INSIDE OUT AND BACK AGAIN by Thanhaa Lai

I’ll confess: I was already smitten by the beautiful cover of this book when a friendly Harper Collins publicist handed me a copy at IRA a couple weeks ago. She promised me the inside was just as lovely as the cover…and she was right.

INSIDE OUT AND BACK AGAIN by Thanhaa Lai is a gorgeous novel-in-verse about a young girl who flees Vietnam as Saigon is falling and makes a new home with her mother and brothers in Alabama. Based on the author’s own experiences as a child immigrant, the poems are spare and lovely, and they manage to capture both the sense of wonder and the feeling of isolation of a newcomer in a world where everything seems different. As a teacher, one thing I found especially interesting and heartbreaking was Ha’s feeling of suddenly not being smart any more when she enrolled in her new school in America – such a common experience for gifted kids who encounter a language and culture barrier in a new home.

I really enjoyed this book and think readers in grades 4-7 will love it, too.
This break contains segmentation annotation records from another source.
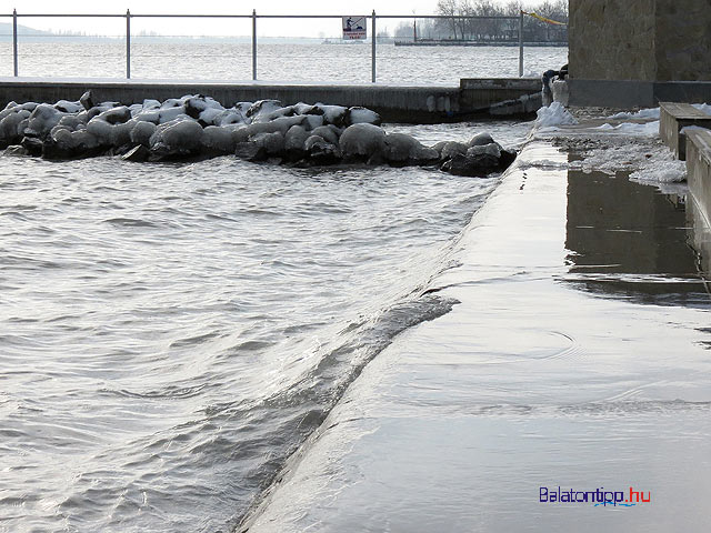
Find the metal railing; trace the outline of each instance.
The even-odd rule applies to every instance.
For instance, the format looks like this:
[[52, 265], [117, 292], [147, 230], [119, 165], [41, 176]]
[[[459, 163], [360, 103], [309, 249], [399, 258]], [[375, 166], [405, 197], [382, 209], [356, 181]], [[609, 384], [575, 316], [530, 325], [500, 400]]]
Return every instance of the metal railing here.
[[[377, 81], [377, 58], [378, 58], [378, 38], [377, 38], [377, 21], [378, 19], [412, 19], [417, 20], [510, 20], [518, 21], [518, 34], [519, 34], [519, 77], [523, 76], [523, 16], [521, 11], [519, 17], [467, 17], [467, 16], [444, 16], [444, 14], [375, 14], [373, 10], [372, 14], [358, 16], [359, 18], [370, 19], [371, 23], [371, 69], [372, 69], [372, 82]], [[126, 10], [126, 14], [89, 14], [89, 13], [53, 13], [53, 14], [39, 14], [39, 13], [18, 13], [17, 9], [12, 10], [12, 14], [0, 14], [0, 18], [12, 18], [12, 56], [14, 66], [14, 77], [19, 77], [19, 60], [18, 60], [18, 19], [20, 18], [102, 18], [102, 19], [126, 19], [126, 78], [131, 79], [131, 19], [251, 19], [252, 21], [252, 80], [257, 81], [257, 20], [258, 19], [338, 19], [342, 20], [343, 16], [340, 14], [258, 14], [257, 10], [252, 10], [251, 14], [134, 14], [130, 10]], [[350, 16], [356, 17], [356, 16]]]

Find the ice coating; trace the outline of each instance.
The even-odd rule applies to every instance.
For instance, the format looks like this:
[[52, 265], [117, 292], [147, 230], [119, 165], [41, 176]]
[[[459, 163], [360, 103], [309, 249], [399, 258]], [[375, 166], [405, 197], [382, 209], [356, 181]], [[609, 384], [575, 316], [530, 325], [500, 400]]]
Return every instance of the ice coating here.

It’d be great as a classroom read-aloud or for literature circles. Consider recommending it along with CRACKER: THE BEST DOG IN VIETNAM by Cynthia Kadohata and ALL THE BROKEN PIECES, an equally beautiful novel in verse by Ann Burg,as a way to explore Vietnam from different perspectives. It would also be fantastic paired with Katherine Applegate’s HOME OF THE BRAVE, which is also an immigrant story in verse, from the point of view of a boy from Africa who flees violence in his homeland and settles in Minnesota. Both books are short and poignant, and readers will come away with a much better understanding of what it feels like to land in a strange, new world and try to make that place home.